Dans cet article que nous avons traduit en français, l »auteur décrypte le tournant géopolitique qui se déroule en Afghanistan. Il considère que le retrait américain et la livraison de ce pays aux Talibans sont tout sauf anodins ou encore moins accidentels. C’est le fruit d’un calcul froid des Américains et tout a été programmé au Qatar entre les États-Unis et les Talibans car en leur donnant le pouvoir en Afghanistan, Washington cherche à déstabiliser son ennemi iranien et son adversaire russe. Mais pas seulement. Décryptage.
Par Ali Temmi *
Avant le retrait des États-Unis et de ses alliés d’Afghanistan, Washington a bien programmé les Talibans en fonction de ses intérêts et s’est mise d’accord avec eux sur les grandes lignes sur la manière de gérer ce pays après le retrait.
Déstabilisation de l’ennemi iranien.
Il faut dire que la forte pénétration iranienne du Moyen-Orient surtout après les récents événements dans le Sud du Liban (accrochage entre le Hezbollah et l’armée israélienne début août, des obusiers automoteurs israéliens ont tiré vers le Liban depuis une position près de la ville de Kiryat Shmona, dans le nord d’Israël, à la suite de tirs de roquettes par le Hezbollah ce qui aurait pu basculer en guerre, Ndlr) et la mainmise iranienne politique sur Bagdad ont mis Washington dans une position peu enviable ce qui l’a incité à réorganiser à nouveau ses cartes dans la région et a transféré le jeu avec les Iraniens sur le terrain afghan, et les Talibans sont le nouvel outil du jeu.

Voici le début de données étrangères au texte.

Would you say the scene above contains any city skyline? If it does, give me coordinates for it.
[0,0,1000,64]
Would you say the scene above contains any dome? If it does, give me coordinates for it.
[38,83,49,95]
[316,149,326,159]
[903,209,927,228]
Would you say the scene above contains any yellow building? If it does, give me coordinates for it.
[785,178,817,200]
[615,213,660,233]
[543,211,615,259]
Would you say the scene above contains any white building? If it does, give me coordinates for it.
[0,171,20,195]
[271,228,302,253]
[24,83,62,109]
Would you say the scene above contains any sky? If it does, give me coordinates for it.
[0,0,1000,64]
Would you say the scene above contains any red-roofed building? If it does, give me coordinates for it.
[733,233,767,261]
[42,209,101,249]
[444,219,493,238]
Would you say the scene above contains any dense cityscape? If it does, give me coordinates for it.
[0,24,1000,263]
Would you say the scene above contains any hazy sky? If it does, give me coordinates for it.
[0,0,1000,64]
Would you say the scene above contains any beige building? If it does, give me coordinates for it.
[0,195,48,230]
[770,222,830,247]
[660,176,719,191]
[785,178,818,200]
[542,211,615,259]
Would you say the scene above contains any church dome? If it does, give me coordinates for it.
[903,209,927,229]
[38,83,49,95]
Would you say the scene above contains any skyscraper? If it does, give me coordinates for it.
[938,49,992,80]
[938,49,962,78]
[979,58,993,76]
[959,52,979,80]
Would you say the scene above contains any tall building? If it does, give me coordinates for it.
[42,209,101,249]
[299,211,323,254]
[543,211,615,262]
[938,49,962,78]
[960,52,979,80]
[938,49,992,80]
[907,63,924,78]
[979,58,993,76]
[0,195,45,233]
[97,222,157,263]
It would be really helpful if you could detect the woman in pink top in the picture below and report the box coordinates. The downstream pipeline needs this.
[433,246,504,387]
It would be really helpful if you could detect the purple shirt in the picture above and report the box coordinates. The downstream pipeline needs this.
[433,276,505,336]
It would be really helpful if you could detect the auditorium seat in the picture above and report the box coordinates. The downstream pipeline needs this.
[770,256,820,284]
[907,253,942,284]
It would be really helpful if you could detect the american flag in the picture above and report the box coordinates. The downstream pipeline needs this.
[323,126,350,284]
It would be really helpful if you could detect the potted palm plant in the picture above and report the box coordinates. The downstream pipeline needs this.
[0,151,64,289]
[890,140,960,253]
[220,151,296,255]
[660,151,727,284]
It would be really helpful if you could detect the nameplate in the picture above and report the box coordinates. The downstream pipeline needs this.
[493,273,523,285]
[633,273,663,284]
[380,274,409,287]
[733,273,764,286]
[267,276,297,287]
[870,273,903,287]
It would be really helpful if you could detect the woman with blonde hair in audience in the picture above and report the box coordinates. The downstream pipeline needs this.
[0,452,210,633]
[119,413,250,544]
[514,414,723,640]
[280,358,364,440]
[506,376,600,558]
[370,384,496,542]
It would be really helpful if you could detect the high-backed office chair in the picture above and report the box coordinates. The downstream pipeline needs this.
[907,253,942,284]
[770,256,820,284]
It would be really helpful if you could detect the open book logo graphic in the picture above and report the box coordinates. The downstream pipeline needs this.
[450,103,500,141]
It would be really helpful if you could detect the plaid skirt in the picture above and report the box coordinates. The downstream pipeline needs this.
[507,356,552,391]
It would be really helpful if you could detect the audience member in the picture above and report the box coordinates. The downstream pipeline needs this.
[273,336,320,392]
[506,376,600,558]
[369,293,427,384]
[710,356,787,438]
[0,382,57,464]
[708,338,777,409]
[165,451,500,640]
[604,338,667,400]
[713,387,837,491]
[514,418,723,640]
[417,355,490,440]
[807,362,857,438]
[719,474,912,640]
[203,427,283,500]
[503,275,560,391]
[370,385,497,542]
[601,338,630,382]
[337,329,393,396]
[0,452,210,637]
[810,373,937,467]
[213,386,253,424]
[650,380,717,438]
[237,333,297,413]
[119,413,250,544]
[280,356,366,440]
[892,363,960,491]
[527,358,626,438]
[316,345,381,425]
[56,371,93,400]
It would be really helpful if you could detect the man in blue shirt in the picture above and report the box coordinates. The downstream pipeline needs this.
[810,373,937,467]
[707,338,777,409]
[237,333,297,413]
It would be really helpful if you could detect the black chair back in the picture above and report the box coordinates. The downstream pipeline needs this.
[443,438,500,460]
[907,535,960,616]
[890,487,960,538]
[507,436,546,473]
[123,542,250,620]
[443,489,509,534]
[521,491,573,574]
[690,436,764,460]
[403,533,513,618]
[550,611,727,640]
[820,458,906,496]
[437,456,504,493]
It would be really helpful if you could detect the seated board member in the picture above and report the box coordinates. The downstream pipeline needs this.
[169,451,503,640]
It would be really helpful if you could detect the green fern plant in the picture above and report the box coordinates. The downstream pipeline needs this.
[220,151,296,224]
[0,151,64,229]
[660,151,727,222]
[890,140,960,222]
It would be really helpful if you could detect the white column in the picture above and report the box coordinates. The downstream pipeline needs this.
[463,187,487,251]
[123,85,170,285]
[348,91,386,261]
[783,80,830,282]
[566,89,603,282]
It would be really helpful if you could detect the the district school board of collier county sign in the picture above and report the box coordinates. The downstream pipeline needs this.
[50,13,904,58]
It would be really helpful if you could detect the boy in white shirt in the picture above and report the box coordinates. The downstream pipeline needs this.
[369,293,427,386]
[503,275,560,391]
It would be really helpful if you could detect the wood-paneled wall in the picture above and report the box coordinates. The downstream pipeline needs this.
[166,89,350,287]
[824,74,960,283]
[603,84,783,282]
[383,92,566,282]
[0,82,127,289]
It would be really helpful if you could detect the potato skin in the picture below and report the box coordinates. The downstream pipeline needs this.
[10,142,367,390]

Déstabilisation des grands adversaires russe et chinois
Quant à l’autre grand adversaire des États-Unis à savoir la Russie de Poutine, elle a encerclé la Turquie et l’Europe (pays de l’Otan) avec une ceinture de feu à travers ses missiles à longue portée, elle a commencé à franchir les lignes rouges, en particulier aux frontières de l’Ukraine et à l’intérieur de la Libye et de la Syrie, et c’est pour cette raison également que le recours aux Talibans pour faire revivre à Poutine «l’expérience de l’Union soviétique» (guerre d’Afghanistan 1979-1989, Ndlr) est devenu inévitable.
Quant à la Chine, et face au silence européen, elle a commencé à menacer Washington dans toutes les parties du monde. Son expansion technologique en Asie de l’Est et au Moyen-Orient a mis Washington en position de faiblesse et lui a fait perdre nombre de ses cartes et de son prestige dans le monde, notamment après avoir levé le carton rouge face à Washington au Conseil de sécurité.
De plus, les peuples de la région ont perdu confiance en les États-Unis à cause de leur mauvaise politique au Moyen-Orient. Il ne fait aucun doute que les pays (Turkménistan, Ouzbékistan, Tadjikistan, Russie, Chine, Inde, Pakistan, Iran et enfin la Turquie) seront touchés par la crise afghane car le vide géopolitique laissé par Washington dans la région va la pousser dans un «chaos créatif» pour mettre un terme à l’expansion russe en eaux chaudes, à l’expansion chinoise en Asie de l’Est et à l’expansion iranienne au Moyen-Orient.
Une vipère venimeuse au service de l’Oncle Sam
Washington a soigneusement et bien arrangé ses cartes avec les Talibans et leur a remis le pays avec ses ressources naturelles en totalité, et en échange, ils attendent d’eux qu’ils agacent l’Iran, la Russie et le Pakistan par le biais d’un plan convenu d’avance.
Ce ne sont pas les Talibans d’il y a vingt ans, Washington les a transformés avec sa sophistication politique en vipère venimeuse qu’il jettera sur n’importe quelle partie qui ne se conforme pas à son agenda et qui essaie de jouer avec les équilibres existants depuis la Seconde Guerre mondiale.
En définitive, l’Afghanistan se dirige inévitablement vers le chaos créatif, la Turquie se retrouvera face à une émigration de masse par millions, le Pakistan – allié des Talibans – les soutiendra avec le renseignement et des équipements militaires tandis que Téhéran et Moscou devront s’attendre dans la période à venir à de nombreuses difficultés, défis et catastrophes qui ont été cuits à feu doux à Doha.
* Ecrivain et analyste syrien. Membre dirigeant du Courant Al-Mustaqbal kurde.